Великий пост характеризуется рядом богослужебных особенностей. Отменяется служение Божественной
литургии в понедельник, вторник и четверг. В среду и пятницу совершается Литургия Преждеосвященных Даров, в субботу — Литургия свт. Иоанна Златоуста, в воскресенье — Литургия свт. Василия Великого. В первые четыре дня Великого поста на повечерии и в четверг пятой седмицы на утрене (совершаемой, как правило, накануне в среду вечером) читается Великий канон Андрея Критского. В субботу этой же седмицы (в приходской практике — накануне, в пятницу вечером) читается Акафист Пресвятой Богородице («Радуйся, Невесто неневестная») — единственный (!) акафист, предписанный церковным Уставом.
Нормативная структура церковных служб пополняется особыми песнопениями и молитвами, в том числе молитвой Ефрема Сирина, суммирующей покаянный путь христианина.
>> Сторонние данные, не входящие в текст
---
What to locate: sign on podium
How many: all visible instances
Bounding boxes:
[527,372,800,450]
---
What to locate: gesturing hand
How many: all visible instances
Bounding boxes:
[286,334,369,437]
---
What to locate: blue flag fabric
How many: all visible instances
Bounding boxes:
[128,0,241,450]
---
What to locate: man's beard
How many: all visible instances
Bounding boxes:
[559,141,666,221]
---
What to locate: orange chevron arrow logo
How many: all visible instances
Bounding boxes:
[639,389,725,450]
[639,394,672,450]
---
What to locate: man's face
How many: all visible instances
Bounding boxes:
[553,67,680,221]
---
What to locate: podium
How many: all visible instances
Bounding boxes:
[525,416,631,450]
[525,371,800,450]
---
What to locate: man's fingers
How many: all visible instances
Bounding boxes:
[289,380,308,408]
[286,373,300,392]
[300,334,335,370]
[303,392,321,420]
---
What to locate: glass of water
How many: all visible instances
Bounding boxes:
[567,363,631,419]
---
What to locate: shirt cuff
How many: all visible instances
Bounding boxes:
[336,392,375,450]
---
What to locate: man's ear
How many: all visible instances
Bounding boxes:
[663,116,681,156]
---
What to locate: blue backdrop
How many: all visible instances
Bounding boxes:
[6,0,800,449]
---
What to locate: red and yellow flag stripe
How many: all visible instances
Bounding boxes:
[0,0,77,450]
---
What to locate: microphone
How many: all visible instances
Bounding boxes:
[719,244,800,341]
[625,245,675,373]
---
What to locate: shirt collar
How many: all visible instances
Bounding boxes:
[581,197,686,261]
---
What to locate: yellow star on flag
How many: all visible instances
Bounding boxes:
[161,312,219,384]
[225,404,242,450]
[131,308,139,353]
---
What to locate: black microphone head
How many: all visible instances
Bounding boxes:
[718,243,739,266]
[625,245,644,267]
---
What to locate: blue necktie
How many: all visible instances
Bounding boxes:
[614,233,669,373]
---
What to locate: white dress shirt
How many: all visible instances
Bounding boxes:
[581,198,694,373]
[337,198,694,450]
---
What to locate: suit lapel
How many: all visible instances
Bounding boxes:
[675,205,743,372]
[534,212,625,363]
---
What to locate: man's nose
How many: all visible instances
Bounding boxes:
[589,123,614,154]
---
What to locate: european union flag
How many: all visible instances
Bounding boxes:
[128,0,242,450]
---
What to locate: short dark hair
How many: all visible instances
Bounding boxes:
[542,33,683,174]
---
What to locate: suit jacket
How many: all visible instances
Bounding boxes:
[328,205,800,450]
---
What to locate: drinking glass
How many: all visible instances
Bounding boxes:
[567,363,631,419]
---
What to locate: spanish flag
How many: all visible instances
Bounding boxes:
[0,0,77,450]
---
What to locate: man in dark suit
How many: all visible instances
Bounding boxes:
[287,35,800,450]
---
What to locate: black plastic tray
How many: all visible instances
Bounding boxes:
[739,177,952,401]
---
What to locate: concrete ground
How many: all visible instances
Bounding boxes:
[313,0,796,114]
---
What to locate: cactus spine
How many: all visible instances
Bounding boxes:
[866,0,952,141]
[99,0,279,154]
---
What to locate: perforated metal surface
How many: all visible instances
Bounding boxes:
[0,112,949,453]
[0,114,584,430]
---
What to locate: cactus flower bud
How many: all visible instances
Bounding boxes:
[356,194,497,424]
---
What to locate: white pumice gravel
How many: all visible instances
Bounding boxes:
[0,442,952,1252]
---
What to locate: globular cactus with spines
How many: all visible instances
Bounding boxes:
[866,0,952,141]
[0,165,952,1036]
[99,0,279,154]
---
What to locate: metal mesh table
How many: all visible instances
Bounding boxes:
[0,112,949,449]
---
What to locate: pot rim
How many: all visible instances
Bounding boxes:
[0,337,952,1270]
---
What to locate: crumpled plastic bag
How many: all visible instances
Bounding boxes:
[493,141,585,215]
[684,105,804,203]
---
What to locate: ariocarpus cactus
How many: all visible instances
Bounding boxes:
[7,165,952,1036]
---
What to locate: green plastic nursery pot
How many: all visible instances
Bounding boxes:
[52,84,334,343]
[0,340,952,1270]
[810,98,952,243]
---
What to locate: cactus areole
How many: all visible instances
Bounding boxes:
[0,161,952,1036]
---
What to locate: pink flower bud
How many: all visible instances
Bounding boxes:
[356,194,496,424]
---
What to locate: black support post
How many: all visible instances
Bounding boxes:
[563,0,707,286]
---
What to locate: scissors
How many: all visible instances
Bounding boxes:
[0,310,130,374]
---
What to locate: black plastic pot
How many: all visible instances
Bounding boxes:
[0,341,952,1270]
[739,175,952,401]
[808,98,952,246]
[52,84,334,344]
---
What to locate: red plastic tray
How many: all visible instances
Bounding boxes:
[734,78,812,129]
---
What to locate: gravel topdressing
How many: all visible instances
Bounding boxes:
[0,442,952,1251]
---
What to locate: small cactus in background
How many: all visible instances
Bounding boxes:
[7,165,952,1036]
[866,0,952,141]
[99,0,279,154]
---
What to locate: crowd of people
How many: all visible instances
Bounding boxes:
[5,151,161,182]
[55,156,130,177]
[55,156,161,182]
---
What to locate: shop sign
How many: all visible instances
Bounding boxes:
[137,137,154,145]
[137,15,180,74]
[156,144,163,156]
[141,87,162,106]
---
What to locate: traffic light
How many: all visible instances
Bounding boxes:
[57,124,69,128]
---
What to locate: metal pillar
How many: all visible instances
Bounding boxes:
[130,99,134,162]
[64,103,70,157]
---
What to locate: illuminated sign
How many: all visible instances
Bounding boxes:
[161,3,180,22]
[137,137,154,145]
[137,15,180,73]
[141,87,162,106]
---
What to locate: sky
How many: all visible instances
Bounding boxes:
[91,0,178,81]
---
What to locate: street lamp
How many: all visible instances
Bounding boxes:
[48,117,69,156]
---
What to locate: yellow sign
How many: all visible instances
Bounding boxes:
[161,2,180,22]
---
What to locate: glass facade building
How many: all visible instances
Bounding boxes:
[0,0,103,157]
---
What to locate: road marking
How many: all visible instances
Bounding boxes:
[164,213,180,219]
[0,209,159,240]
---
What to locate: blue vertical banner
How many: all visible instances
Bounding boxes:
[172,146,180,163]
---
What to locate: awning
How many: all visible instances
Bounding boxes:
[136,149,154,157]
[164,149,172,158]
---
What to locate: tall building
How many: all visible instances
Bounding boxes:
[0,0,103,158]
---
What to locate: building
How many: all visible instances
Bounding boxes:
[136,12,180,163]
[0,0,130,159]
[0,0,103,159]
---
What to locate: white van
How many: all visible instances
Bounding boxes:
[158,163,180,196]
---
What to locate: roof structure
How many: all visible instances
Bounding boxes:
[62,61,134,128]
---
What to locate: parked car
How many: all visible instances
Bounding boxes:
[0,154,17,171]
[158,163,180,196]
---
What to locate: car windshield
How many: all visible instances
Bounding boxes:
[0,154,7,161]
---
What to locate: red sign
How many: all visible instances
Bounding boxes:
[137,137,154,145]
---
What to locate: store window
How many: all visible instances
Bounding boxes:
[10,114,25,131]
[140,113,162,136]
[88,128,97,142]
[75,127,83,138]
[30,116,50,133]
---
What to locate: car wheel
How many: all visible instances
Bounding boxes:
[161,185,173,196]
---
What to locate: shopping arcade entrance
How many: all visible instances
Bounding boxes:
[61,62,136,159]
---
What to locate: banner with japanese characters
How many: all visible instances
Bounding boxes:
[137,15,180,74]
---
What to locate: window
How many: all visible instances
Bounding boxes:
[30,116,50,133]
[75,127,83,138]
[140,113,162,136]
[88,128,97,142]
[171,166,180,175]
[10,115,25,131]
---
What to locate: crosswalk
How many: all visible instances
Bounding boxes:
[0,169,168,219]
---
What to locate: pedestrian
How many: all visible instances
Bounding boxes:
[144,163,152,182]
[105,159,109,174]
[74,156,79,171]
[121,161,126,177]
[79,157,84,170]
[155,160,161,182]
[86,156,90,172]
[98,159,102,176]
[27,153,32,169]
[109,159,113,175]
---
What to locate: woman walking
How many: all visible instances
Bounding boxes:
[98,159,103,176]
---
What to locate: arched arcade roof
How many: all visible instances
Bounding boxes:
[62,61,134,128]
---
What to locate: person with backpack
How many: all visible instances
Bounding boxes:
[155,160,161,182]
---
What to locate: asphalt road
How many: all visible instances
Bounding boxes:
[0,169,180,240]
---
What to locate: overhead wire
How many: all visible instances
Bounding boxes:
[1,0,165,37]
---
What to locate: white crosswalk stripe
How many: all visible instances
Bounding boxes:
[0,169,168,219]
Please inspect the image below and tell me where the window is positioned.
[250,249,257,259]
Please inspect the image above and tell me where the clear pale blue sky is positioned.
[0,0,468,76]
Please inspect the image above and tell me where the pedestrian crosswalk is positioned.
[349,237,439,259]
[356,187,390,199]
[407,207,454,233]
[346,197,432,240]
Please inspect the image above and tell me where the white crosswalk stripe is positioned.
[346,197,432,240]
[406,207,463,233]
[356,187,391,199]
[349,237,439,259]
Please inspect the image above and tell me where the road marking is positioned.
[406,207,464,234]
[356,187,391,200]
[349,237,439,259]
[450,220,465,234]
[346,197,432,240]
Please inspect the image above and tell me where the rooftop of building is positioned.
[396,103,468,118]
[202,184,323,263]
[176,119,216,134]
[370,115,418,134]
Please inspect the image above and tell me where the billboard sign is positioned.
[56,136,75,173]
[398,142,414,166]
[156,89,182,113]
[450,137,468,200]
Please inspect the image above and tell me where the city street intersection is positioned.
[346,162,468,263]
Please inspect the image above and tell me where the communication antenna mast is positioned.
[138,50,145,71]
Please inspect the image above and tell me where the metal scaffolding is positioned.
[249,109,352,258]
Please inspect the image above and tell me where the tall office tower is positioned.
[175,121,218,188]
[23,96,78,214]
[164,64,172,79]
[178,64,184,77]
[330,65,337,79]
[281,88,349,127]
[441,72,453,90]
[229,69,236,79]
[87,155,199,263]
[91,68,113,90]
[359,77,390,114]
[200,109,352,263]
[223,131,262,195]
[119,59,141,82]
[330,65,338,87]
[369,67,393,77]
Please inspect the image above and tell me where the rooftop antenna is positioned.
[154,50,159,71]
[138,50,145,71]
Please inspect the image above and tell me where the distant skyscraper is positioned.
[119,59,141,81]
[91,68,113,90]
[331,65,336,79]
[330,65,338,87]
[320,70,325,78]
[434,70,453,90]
Строгие пищевые запреты, предписанные монастырским Уставом — употребление только растительной пищи, кроме Вербного воскресенья, Благовещения (в случае совпадения его с Великим постом) и Лазаревой субботы, сухоядение и даже полный отказ от пищи в определенные дни — в приходской практике ослабляются.
1 Св.Григорий Нисский. К Армонию о том, что значит имя и название «христианин» // Творения, т. 7. С. 217.
2 Соловьев В.С. Аскетическое начало в нравственности // Вопросы философии и психологии. Кн. 26 (1), 1895. С. 87-88.
3 Булгаков С.В. Настольная книга для священно-церковно-служителей. Часть I. М., 1993. С. 555.
4 Денисов Л. Жизнь и творения св. Ефрема Сирина, проповедника покаяния.
С приложением его предсмертного завещания, покаянной молитвы и увещаний к покаянию, извлеченных из «Гимнов о покаянии». М., 1897. С. 64. См. также: Ушаков Н. Покаянная молитва преподобного Ефрема Сирина и черты его жизни. М., 1905.